Summary
On the basis of the study of Palaeozoic ironstones from France, Algeria and Libya, some oolitization processes are documented, particularly intrasedimentary accretion and ‘snow-ball’ type accretion. In a single ooid, successive layers of the cortex can have been formed by different processes. Chemical analysis of an ooid cortex can help to reconstruct its history. Chamositic layers are always weathered in their outer part, with the leaching of aluminium and magnesium. Haematitic layers result from iron, and often titanium concentration in the weathered outer parts of primary chamositic layers. Crystallization of siderite appears to be late diagenetic, and often took place at the same time as, or after, the development of quartz overgrowths.
Summary
The Tindouf Basin is located, mainly in Algeria, in the SW part of the Saharan Platform. It comprises Cambro-Ordovician to Carboniferous marine formations overlain by the continental Cretaceous and Pliocene Hamada cover. On the southern limb of the Tindouf Basin several oolitic ironstone deposits occur within Silurian and Devonian sediments. They occupy an area of 500 × 40 km and have an east — west trend. These oolitic ironstone deposits are part of the major North African oolitic ironstone belt, extending more than 3000 km, from Zemmour to Libya. These occurrences are of the LOID type (Local Ironstone Deposition), and contain more than 10000 million tonnes of ironstone reserves (1500 million tonnes in the Silurian and 9200 million tonnes in the Devonian).

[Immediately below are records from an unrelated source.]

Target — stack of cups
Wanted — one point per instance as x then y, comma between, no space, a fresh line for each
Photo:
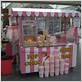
62,63
66,68
57,66
41,71
46,67
52,66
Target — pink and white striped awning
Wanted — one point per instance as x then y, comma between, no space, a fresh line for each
43,12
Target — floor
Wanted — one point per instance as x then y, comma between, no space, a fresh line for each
75,75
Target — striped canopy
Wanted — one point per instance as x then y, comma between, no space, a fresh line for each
44,12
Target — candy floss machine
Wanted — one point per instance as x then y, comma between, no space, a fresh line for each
43,33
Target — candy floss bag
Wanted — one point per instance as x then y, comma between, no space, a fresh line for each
12,33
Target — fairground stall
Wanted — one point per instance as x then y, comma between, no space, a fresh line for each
43,33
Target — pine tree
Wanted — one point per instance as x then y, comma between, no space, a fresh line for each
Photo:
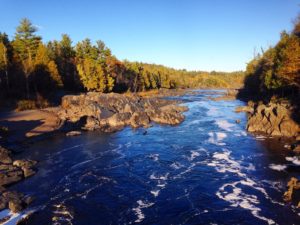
25,45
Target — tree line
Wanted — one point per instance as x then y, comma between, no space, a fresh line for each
276,71
31,69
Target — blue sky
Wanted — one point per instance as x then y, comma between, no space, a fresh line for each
191,34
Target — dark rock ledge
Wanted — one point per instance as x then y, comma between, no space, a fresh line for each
112,112
10,173
91,111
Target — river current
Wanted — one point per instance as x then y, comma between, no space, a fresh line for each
207,170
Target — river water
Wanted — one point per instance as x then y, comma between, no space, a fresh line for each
207,170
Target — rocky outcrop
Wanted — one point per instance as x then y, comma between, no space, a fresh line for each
272,119
10,173
292,185
112,112
13,200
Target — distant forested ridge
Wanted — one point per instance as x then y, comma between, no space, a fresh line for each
32,69
276,71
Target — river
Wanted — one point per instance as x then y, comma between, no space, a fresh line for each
207,170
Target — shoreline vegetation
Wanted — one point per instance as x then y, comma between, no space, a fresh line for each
34,74
92,89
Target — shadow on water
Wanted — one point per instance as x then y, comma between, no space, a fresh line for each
207,170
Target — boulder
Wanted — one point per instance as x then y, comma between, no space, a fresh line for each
73,133
15,205
139,119
273,119
247,109
292,185
5,156
112,112
11,175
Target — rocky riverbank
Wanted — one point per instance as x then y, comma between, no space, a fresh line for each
274,119
91,111
12,171
112,112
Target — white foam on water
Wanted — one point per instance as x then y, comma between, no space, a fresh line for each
294,160
220,136
138,210
212,111
250,167
15,218
225,125
159,177
215,138
194,154
260,137
62,214
277,167
155,193
161,183
154,157
232,192
244,133
176,165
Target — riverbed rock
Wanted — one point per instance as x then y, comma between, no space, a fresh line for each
247,109
73,133
5,156
292,185
272,119
10,175
112,112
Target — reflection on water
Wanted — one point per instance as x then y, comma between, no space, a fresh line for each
207,170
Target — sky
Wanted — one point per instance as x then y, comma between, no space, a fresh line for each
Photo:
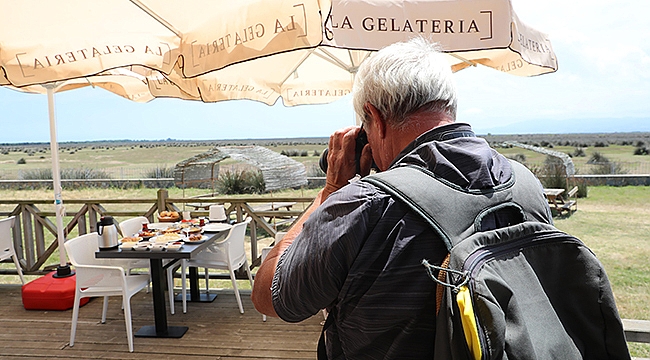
602,85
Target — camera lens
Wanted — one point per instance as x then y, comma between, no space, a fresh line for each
323,161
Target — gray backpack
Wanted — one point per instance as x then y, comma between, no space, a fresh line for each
515,287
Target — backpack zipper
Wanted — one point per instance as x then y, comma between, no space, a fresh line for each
474,263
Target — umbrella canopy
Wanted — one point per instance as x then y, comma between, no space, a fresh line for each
49,41
46,43
471,32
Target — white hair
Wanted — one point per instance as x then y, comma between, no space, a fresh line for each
403,78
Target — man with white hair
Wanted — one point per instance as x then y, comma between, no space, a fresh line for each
357,251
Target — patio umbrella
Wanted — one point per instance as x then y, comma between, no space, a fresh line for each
471,32
120,82
46,43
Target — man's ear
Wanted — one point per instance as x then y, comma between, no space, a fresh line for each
377,119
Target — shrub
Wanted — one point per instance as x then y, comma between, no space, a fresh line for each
160,172
554,173
579,152
604,166
79,173
240,182
518,157
582,190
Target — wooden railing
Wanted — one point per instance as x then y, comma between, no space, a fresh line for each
34,231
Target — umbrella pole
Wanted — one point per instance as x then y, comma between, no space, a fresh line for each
63,270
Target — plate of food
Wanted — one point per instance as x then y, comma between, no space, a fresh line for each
142,246
128,242
171,229
196,239
157,226
214,227
168,237
174,246
146,235
169,216
193,230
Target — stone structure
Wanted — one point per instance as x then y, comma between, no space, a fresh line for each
202,171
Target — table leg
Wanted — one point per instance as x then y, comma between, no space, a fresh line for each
195,294
160,329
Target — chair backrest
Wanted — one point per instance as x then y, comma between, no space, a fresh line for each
217,213
81,250
133,225
279,235
234,243
6,240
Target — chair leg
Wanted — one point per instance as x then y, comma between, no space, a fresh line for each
75,316
18,268
207,280
170,288
104,309
234,285
183,285
126,302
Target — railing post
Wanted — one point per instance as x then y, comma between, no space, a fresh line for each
28,236
163,195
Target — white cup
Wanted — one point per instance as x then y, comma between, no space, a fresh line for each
217,213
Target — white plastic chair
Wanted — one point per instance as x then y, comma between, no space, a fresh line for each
94,278
7,249
229,254
265,251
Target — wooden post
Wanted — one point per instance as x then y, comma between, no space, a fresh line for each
30,251
163,195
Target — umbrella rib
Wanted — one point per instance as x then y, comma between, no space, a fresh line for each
334,60
157,17
311,51
468,62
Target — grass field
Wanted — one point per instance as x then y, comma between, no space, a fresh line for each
613,221
133,159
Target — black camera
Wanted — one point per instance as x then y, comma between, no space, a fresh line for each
362,140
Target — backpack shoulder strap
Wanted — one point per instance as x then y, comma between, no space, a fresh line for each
455,213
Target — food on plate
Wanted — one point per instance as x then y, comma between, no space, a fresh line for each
168,216
195,237
171,229
175,245
147,233
131,239
168,237
193,230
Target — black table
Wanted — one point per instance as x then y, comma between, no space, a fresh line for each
189,250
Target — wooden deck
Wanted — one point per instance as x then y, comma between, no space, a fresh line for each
216,331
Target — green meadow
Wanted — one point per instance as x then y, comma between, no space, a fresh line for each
613,221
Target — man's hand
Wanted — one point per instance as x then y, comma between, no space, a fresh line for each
341,162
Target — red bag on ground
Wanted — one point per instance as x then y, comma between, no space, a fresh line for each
50,293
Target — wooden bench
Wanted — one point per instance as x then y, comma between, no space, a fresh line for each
274,206
572,201
264,209
637,330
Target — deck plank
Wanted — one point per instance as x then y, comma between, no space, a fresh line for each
216,331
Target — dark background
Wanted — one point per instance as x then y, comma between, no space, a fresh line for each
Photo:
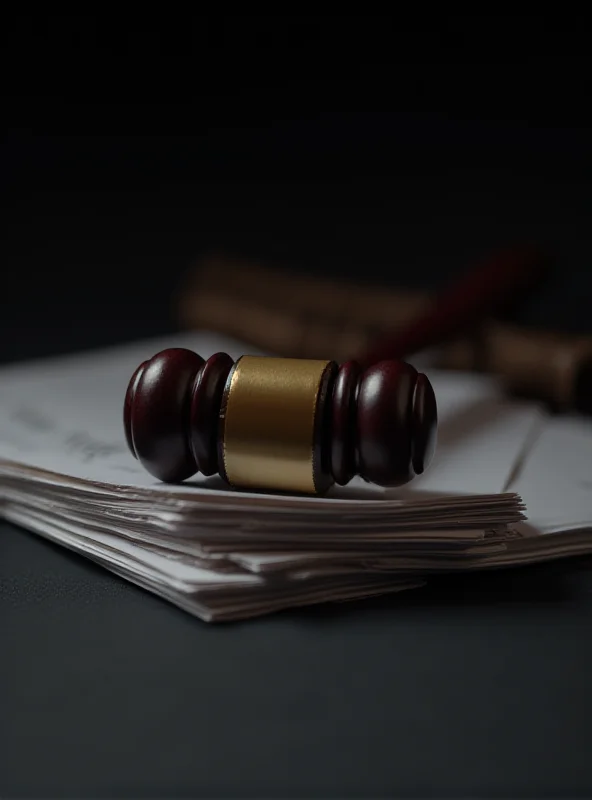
398,148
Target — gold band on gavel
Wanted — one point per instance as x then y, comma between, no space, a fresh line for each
269,421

The various ironstones were formed in shallow marine environments such as barriers and deltas. The major features of these deposits are: (i) a palaeogeographical control of the sediment which was mainly formed on the flanks of uplifts; (ii) the occurrence of the ironstones at the top of coarsening-upward sequences, mostly located towards the end of major regressive cycles, particularly in the Pragian and Famennian; (iii) ooids developed in quiet environments such as lagoons or embayments, within an iron-rich mud; (iv) a southern, relatively close, iron source area and; (v) a palaeolatitudinal distribution giving successively cold and temperate climates.
The Palaeozoic history of the basin involved pericratonic sedimentation on the borders of a large epicontinental sea.